For all the doctors and healers I know, and the people who love them.

He took the stairs two at a time. Hermione Granger's landlady knew him by sight and knew him as a gentleman, and had given him a small wave as he passed her at the door. He'd hardly noticed as he bypassed the elevator and bounded up the stairs. Anticipation, built up over a week, made his heart beat uncontrollably faster. He knew he was getting too old for this—too old for these feelings, for the foolhardy pursuit of happiness; too old for attraction and daydreams and what his students called, simply, girls. He didn't think of this, though. At the moment there was only one thing on his mind.

When he made it to her white and unremarkable door, he stopped abruptly, panting. He was too old. He tried to straighten his outer robes and the shirt and trousers he wore underneath, and reached up to pat his hair down; he took several deep, calming breaths in an attempt to slow his racing heart. He fought the bubbling feeling from his stomach; whether it was nervousness, or some foreign and unexpected form of happiness, he could not be sure. More intensely, he fought the feeling of embarrassment that threatened to send him back downstairs and back to Hogwarts, where he would behave in a dignified manner and not one suited to bespectacled and bepimpled teenaged boys.

When he was confident that there was no sign of his rapid trek up the sixth floors of her building, he lifted his hand to knock. Anxiously, he waited. He heard everything—the sound of a chair being pushed back from a table and scraping across the floor; the sound of her telling her cat to move out of the way, for goodness' sake. Once more he wiped his shaking, sweaty hand on his trouser legs.

When she finally opened the door, he opened his mouth to say something but was interrupted by her not very enthusiastic "Oh, it's you," and her peremptory buss on the corner of his mouth.

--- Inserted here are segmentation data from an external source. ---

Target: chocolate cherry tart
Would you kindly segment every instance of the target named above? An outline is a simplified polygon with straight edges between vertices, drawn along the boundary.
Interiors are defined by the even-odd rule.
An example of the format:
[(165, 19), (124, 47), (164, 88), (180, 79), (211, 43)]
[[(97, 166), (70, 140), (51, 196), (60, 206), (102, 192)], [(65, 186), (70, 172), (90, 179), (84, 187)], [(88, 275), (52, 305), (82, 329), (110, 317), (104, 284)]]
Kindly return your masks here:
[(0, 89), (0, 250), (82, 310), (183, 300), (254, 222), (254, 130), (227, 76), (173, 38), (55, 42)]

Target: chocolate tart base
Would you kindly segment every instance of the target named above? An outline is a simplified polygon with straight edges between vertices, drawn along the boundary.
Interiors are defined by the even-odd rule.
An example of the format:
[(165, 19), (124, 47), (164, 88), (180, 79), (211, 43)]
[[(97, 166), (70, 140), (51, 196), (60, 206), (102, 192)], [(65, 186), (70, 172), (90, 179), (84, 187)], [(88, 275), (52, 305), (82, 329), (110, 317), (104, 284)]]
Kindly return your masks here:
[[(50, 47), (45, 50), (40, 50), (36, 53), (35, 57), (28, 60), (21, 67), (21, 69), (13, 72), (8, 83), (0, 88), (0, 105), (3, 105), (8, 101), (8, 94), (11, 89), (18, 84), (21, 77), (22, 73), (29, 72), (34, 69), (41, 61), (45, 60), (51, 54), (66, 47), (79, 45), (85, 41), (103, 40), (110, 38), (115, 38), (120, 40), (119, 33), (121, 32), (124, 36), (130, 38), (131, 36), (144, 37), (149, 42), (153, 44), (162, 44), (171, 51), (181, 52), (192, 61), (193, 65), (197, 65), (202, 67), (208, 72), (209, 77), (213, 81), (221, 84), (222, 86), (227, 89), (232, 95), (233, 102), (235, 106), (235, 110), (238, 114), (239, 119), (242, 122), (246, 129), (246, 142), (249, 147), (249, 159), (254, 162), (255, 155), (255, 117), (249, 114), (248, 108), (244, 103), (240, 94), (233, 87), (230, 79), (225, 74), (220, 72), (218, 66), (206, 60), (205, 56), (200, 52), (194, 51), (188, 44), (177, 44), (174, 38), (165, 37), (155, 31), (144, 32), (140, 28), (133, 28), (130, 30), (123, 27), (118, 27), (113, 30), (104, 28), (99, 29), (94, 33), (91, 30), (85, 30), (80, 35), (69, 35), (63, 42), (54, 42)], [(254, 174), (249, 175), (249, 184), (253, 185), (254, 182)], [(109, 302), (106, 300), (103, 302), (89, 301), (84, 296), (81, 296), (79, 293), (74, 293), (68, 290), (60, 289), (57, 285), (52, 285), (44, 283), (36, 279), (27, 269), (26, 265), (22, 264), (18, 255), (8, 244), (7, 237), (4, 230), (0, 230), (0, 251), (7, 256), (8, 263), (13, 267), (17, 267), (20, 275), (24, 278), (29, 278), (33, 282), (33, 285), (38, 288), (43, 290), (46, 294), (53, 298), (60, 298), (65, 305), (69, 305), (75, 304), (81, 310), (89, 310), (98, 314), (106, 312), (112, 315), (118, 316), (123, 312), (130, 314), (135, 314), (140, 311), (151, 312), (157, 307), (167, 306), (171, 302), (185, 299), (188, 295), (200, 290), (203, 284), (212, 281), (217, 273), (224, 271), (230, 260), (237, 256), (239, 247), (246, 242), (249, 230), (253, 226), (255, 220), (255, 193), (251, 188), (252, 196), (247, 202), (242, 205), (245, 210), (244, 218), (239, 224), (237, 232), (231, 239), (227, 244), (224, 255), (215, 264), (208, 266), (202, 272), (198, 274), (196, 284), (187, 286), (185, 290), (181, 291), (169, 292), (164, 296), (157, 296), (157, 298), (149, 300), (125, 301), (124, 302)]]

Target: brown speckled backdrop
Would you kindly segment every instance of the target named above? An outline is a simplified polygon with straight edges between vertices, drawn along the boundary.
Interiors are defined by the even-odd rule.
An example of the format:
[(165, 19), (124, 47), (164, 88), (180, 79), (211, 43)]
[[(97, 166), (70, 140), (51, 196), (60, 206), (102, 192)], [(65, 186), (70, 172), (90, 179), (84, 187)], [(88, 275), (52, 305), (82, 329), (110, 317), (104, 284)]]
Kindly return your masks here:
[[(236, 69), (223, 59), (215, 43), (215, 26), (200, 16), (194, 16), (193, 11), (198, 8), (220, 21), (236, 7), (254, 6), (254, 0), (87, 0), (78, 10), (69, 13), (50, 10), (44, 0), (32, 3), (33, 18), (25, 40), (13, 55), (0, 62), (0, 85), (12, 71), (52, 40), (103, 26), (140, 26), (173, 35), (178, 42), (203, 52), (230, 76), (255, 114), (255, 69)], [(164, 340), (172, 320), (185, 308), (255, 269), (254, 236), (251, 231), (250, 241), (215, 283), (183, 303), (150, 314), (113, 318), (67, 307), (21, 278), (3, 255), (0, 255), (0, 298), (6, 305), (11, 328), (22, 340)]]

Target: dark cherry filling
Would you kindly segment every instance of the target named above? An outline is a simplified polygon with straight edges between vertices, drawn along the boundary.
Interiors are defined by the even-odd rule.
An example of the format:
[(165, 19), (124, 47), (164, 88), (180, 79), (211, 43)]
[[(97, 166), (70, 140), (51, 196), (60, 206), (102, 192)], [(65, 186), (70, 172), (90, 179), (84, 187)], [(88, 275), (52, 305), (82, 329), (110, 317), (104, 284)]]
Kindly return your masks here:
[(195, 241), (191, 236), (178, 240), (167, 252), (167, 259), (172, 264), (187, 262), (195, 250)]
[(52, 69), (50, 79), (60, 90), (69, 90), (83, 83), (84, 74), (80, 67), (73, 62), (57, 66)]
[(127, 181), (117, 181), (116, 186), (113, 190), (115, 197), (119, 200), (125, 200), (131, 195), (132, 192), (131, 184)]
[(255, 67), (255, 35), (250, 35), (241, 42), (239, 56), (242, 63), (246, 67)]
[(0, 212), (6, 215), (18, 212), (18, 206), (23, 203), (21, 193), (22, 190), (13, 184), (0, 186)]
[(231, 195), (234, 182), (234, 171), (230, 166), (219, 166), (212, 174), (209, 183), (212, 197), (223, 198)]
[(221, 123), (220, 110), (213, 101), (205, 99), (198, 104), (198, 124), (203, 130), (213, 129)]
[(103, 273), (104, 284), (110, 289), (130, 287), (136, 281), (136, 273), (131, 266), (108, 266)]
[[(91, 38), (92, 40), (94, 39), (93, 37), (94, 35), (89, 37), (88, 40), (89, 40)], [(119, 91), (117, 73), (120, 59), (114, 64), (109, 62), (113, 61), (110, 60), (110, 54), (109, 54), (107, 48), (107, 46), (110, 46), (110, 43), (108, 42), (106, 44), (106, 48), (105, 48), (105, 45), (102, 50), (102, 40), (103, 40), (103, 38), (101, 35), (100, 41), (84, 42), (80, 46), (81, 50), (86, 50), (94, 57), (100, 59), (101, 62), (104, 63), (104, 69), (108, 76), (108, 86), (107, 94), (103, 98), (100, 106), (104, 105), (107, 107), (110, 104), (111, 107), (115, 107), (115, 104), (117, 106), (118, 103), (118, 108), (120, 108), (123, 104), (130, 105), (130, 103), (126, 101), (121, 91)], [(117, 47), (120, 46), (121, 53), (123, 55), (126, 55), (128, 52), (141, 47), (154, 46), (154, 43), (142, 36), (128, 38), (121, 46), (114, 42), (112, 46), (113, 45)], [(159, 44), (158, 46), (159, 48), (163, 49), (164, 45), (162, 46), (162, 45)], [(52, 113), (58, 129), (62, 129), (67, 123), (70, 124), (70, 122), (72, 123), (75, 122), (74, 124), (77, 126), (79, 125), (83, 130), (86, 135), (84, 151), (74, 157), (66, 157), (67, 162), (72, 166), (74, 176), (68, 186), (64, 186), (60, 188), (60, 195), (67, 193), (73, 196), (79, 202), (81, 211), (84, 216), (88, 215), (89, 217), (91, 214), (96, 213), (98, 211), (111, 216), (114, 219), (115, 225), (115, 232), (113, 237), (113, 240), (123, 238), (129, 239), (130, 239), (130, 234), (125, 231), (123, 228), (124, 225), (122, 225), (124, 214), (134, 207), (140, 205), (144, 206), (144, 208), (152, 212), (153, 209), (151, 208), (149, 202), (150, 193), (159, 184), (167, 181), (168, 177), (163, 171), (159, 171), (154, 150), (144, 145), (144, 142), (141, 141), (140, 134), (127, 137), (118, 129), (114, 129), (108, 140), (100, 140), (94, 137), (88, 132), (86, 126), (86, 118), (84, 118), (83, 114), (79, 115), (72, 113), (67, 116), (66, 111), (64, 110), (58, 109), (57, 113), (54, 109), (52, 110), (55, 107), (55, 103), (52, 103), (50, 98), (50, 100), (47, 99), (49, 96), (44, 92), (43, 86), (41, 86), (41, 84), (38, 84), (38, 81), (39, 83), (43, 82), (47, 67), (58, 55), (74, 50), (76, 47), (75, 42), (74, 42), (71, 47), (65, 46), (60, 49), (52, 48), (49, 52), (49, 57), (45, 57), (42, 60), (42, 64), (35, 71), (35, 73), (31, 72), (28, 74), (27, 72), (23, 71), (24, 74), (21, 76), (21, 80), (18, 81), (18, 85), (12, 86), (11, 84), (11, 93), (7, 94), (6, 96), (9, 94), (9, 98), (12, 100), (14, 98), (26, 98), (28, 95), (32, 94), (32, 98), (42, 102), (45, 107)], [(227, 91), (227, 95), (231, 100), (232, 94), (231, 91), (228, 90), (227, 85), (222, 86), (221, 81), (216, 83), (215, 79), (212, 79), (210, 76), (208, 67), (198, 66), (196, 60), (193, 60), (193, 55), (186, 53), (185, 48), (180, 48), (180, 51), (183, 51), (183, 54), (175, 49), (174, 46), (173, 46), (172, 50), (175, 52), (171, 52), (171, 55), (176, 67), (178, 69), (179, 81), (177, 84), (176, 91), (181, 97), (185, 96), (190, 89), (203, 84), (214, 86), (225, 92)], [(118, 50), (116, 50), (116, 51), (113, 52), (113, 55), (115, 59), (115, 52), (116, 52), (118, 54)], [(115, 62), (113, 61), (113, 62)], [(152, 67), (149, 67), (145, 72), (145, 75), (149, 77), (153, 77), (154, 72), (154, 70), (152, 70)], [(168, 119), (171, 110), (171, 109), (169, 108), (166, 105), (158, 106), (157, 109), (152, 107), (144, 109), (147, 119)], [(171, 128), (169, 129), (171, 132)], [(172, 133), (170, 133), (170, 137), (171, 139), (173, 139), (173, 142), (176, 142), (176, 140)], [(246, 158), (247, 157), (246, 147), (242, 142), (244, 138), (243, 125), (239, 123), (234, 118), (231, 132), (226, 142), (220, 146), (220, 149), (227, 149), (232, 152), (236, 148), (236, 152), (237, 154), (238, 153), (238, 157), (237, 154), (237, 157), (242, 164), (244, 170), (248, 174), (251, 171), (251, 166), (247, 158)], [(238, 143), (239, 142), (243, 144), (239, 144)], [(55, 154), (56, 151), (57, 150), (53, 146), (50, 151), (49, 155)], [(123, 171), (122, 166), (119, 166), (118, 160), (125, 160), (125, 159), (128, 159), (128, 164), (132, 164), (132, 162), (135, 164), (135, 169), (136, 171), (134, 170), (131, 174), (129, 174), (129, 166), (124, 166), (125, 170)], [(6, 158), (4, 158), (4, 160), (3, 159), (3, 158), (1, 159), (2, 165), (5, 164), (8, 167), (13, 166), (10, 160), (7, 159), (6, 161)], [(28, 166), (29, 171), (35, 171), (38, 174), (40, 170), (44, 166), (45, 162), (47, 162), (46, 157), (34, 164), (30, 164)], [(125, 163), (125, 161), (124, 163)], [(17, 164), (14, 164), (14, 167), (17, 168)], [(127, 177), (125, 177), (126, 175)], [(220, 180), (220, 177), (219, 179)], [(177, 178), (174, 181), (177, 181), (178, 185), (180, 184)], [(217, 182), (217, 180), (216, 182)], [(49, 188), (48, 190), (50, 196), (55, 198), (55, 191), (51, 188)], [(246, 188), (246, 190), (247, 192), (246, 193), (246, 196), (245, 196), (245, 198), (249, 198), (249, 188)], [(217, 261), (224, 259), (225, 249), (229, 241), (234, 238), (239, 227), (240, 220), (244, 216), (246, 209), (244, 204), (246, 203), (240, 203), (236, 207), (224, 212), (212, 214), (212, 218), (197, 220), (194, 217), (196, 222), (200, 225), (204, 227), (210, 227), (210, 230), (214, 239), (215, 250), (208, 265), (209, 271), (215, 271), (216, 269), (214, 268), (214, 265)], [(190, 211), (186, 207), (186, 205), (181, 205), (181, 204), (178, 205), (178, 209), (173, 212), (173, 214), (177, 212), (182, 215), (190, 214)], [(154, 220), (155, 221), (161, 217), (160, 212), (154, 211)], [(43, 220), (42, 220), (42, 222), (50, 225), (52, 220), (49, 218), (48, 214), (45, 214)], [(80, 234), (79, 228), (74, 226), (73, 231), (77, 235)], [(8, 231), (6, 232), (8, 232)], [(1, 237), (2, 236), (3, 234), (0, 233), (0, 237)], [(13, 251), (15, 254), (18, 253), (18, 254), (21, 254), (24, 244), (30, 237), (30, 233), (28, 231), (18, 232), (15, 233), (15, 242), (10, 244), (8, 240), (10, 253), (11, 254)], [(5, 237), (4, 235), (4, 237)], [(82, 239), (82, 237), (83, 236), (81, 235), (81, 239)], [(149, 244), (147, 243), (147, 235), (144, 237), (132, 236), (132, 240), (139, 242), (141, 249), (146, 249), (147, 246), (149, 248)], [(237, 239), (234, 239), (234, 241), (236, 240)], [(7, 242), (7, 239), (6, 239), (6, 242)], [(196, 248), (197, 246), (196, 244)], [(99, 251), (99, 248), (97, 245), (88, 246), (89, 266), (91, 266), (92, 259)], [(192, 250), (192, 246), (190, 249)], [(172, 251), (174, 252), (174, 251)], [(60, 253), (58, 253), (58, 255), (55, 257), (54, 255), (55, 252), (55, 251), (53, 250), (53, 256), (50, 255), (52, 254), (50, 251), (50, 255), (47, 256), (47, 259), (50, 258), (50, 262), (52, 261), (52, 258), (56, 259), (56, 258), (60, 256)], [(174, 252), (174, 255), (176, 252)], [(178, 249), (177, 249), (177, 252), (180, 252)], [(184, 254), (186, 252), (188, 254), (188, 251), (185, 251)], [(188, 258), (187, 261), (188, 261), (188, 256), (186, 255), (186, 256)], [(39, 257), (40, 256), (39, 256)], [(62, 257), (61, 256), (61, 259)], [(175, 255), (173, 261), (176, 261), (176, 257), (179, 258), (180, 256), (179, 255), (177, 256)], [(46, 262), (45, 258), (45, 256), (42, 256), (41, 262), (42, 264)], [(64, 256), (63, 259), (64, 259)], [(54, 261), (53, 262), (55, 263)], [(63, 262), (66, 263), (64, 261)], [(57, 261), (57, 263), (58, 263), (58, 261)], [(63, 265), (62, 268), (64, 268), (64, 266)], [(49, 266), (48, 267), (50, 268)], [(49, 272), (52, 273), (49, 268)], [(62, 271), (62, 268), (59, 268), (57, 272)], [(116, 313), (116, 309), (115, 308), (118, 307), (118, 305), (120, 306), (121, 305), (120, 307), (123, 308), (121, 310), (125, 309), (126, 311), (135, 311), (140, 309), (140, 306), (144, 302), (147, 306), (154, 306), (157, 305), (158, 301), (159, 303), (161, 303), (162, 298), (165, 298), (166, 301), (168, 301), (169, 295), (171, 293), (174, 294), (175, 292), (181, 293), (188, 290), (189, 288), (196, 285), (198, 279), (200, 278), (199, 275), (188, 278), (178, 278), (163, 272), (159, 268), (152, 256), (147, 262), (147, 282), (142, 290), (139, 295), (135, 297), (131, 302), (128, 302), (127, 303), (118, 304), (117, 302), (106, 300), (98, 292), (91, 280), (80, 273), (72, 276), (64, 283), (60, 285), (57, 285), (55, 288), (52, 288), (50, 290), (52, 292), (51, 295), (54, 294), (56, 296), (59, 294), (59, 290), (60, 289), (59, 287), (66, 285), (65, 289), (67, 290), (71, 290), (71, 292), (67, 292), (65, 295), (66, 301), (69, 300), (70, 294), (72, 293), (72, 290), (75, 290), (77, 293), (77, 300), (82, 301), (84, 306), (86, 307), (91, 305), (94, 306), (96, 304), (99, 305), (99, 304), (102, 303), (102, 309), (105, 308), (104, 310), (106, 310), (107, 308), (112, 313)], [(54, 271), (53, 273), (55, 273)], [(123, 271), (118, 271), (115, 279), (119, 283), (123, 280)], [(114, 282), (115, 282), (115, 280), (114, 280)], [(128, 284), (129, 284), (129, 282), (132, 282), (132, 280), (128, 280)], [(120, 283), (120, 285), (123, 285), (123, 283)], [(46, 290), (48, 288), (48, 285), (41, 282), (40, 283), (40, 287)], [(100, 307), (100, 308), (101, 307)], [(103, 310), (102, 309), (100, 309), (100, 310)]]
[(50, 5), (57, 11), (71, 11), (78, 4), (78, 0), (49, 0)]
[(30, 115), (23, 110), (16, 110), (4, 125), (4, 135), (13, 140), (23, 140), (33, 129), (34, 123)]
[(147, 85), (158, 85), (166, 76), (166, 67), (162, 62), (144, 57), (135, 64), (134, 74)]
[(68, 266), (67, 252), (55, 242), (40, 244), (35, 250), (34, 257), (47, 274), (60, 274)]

She was already halfway across the small hallway before he could say a word. He shut the door behind him and said, "How have you been?", while trying, hard, to remind himself not to be disappointed. Not to expect too much.

She was already seated in her tiny kitchen by the time he had hung up his cloak and followed her inside. He was not surprised to see the breakfast table covered in notes, obsessively stacked and covered in the fluorescent colors of Muggle highlighters, and Hermione herself with wild hair and dark circles under her eyes. Dressed as she was in her university sweatshirt and dark Muggle slacks and sitting in a pool of afternoon light from the window, he found her uniquely pretty. He followed the slope of her forehead and the curve of her cheek, looking for some semblance of welcome in her expression. She was looking at him, politely, but she kept stealing glances at the book that was propped open in front of her. He repeated the question.

"Pretty good," she said, even though she wasn't, not really. She was stressed, like she usually was. She picked up a highlighter, a bright pink one the that reminded him of Nymphadora Tonks' hair. "Exams still aren't over. My consultant healer is jumping down my throat. I've got three written exams and a viva voce one this week, and it's pretty much a dreadful number of exams and course work until the end of the term—as you probably know," she added, and to him the look she shot him seemed accusing.

She hadn't even asked him to sit down. She didn't ask how he was. He became aware, with a sinking heart, that he had once again come at a bad time.

"Oh," he said. "I'm sorry. It seems that you're busy."

- - -

He shut the front door behind him after flatly but politely declining the landlady's solicitous offer of a cup of tea.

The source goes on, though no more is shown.